Edit: I see you have changed some sensitive aspects of your last post. Smart.
You don’t need to experience any regret– at all- regardless of what you decide to do.
Princeton and Brown have more in common than different. You will have a boring professor at some point, regardless of which you choose. You will have an amazing seminar or lecture whichever you choose- and you’ll look back on it and think “This class and this professor changed my life”. You will have a roommate or suitemate who is an absolute slob who you can’t stand until you become best friends, and you’ll have a roommate or suitemate who you adore until you both decide “We’re good roommates, let’s keep it that way”. And you’ll take a class thinking “this is what I want to do when I grow up” and by the end of the semester you’ll know ‘I hate this”– and you’ll take a class just because it fits nicely with your schedule and you’ll end up loving it and want to do more, learn more, stretch more.
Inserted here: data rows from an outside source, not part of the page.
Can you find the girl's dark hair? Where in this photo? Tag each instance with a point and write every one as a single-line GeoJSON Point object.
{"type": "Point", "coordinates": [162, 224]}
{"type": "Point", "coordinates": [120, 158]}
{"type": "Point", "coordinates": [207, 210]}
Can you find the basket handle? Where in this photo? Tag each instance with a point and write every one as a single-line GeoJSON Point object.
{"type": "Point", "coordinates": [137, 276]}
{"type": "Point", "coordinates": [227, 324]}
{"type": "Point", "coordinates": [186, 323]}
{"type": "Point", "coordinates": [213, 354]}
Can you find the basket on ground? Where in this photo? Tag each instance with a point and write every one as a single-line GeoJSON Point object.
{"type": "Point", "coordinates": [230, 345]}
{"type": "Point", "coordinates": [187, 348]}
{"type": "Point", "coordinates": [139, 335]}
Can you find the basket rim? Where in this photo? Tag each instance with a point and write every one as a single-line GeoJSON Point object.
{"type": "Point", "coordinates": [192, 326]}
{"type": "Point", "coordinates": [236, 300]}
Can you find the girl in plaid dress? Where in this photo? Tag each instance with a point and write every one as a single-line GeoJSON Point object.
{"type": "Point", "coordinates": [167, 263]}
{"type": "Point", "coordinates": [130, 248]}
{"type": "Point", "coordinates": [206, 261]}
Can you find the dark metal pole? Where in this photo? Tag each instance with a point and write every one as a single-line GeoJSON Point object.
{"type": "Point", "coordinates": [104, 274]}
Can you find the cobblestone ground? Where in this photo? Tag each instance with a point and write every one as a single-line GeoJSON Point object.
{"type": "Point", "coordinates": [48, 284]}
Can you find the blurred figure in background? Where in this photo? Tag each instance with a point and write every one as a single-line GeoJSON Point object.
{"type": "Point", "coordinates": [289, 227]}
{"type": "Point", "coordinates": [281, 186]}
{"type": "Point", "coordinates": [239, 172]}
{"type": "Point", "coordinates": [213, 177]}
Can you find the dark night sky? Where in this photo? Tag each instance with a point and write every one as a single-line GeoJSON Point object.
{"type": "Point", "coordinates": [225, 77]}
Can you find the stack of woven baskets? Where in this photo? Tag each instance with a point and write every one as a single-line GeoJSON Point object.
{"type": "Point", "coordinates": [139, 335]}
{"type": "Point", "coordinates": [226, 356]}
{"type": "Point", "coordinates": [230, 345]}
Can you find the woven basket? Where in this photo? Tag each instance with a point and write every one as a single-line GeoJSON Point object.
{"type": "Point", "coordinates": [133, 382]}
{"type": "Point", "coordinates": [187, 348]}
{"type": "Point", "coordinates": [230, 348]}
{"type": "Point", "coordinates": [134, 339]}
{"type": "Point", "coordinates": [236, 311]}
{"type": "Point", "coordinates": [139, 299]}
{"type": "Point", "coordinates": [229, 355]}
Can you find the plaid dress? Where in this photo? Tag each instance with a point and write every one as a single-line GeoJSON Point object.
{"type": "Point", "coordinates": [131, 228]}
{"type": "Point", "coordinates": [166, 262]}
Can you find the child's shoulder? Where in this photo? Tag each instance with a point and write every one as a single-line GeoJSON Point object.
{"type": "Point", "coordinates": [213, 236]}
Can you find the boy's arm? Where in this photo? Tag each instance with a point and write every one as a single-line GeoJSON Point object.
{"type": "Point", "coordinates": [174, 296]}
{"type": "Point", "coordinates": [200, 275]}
Please don’t talk yourself into regretting whatever decision you make today.
I know it’s kind of normal for families to do but I hate when I see this. I almost want to knee jerk to whatever is the opposite outcome when I do.
I hope you can shut out (all) the noise and make the decision that feels right to you, both in certainty of admissions process and where you will be happy to spend 4 years - both of those are you, not your family, who will experience it.
So, it was mentioned that you have posted before. So I looked at your previous posts. It looks like you have started about 14 threads over the last couple of years and received somewhere around 350 replies. All of your posts have a pretty common theme, a desire to attend an Ivy.
My advice, for what it is worth, is to stop posting and make the decision that is best for you. You have received tons of advice. You have your parents and other family and friends. These discussions boards are very useful, but ultimately this needs to be your decision.
Also, this is a long journey and this is just one step. It seems really important. But whether you end up at Brown or Princeton or a backup, there will be bigger decisions down the road. And undoubtedly you will be well positioned no matter what you do now.